MONROVIA – Liberia’s fragile health sector which is still struggling to lift itself from the devastation of the Ebola Virus Disease which killed hundreds of health workers risk slipping back into wreckage as 28 health workers have been confirmed positive for coronavirus.
Report by Lennart Dodoo, [email protected]
According to the United States Center for Disease Control (CDC), healthcare workers caring for patients with Ebola were among those at the highest risk for contracting the disease. From the start of the outbreak through November 2015, a total of 881 confirmed health worker infections were reported in Liberia, Guinea, and Sierra Leone, and there were 513 reported deaths. Liberia lost 8% of its doctors, nurses, and midwives to Ebola; Sierra Leone and Guinea lost 7% and 1% of their healthcare workers, respectively.
And as coronavirus rages through Liberia with a current data of 99 confirmed cases, health workers comprise 28 percent of the overall infection rate.
There are also 221 health workers as contacts – 209 in Montserrado and 12 in Nimba County.
Health workers in the country have complained of inadequate supply of personal protection equipment (PPE) thereby exposing them to high risk of contracting the deadly virus.
Last week, a COVID-19 responder, Murphy V. Dolbah, who was conducting tests on suspected and quarantined cases at Palm Springs Hotel died at the 14 Military Hospital after contracting the virus.

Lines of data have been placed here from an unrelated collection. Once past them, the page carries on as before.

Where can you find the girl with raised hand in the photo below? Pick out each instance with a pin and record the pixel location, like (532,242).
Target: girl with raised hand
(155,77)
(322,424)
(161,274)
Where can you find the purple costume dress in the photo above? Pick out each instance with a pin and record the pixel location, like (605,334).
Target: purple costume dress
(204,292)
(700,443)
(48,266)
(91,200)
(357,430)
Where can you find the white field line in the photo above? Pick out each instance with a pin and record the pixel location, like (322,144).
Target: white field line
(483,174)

Murphy may have contracted the virus from the quarantine center at Palm Springs, an official familiar with the situation but not clothed with the authority to speak on it told FrontPageAfrica Saturday.

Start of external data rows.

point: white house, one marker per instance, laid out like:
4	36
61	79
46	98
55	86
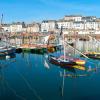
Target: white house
16	27
48	25
34	27
73	18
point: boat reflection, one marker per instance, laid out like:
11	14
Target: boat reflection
8	56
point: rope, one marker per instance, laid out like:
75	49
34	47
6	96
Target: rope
29	86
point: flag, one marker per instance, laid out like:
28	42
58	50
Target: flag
61	30
46	64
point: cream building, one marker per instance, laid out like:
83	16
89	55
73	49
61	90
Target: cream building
16	27
48	25
35	27
73	18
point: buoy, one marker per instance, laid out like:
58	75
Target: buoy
7	56
80	62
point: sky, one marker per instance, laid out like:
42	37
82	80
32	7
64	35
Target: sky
38	10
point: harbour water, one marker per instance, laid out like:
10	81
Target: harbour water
27	76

Also, over the weekend the St. Joseph Catholic Hospital confirmed that two persons – the human resource manager and an intern doctor – tested positive for coronavirus.
The John F. Kennedy Memorial Medical Center over the weekend that two of its staff tested positive for COVID-19, thereby, temporarily closing the Liberia-Japan Maternity Hospital for fumigation. JFK’s administration stated in an April 16 announcement: “Disinfection of the Maternity hospital is mandatory due to positive COVID-19 testing conducted on two maternity health workers, both of whom have been taken to the treatment center. The JFK is complying with MOH and NPHIL guidelines for contact tracing and surveillance procedures.”

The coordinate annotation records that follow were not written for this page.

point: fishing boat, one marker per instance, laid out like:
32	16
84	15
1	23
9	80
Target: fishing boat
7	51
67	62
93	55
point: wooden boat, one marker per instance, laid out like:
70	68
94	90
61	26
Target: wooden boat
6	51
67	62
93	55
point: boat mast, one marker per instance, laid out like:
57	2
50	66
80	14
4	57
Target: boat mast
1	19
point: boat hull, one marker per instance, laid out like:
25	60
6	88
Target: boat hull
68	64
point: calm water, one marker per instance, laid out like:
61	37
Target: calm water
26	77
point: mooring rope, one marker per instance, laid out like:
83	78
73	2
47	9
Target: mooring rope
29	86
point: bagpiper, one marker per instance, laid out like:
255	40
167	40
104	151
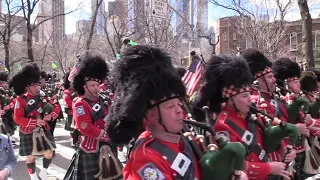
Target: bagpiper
311	161
8	125
68	96
264	94
149	109
227	92
32	112
50	91
149	89
96	156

FrontPageAfrica gathered case 0 at the JFK is a pregnant nurse working for the hospital but had gone for regular prenatal checkup. It is believed that she exposed the second case, a resident doctor, to the virus unknowingly.
A source at the JFK Hospital that contrary to the 24-hour time frame, it took NPHIL 5 days to submit her COVID-19 test result which came up positive, thereby, exposing more people to the virus through her prior to her going into quarantine.
On Monday, resident doctors at the JFK Hospital, the country’s biggest referral hospital, began a protest by staying from all clinical activities at the main hospital and the maternity center due to their disappointment over the manner and form JFK administration handled the case of an exposed Resident to the Covid-19 while on duty, FrontPageAfrica has gathered.
The resident doctors, through a communication, had expressed to the administration their concerns over the exposure of their colleagues to COVID-19 positive individuals, making them high-risk cases, and applying no efforts to have them properly quarantined, rather sending them home to their families, thereby, putting their families at risk, too.
Sources within the JFK informed FrontPageAfrica that JFK administration failed to provide support for the resident that was exposed to the individual who tested positive.
“The Residents in general are utterly disappointed by this development. This is yet another classic indication that the administration of JFK does not take serious the wellbeing of Residents at her institution. This attitude of carelessness and neglect meted against a colleague who became exposed while on duty at JFK strongly reaffirms that the safety, protection and support of ALL Residents during these periods of crisis cannot be guaranteed by the administration of JFK. We believe that Resident(s) who unfortunately might be hazardously exposed and or contract this disease while serving JFK might be treated similarly or even worst by the JFK administration. This is unacceptable!” a copy the communication expressing their concerns stated.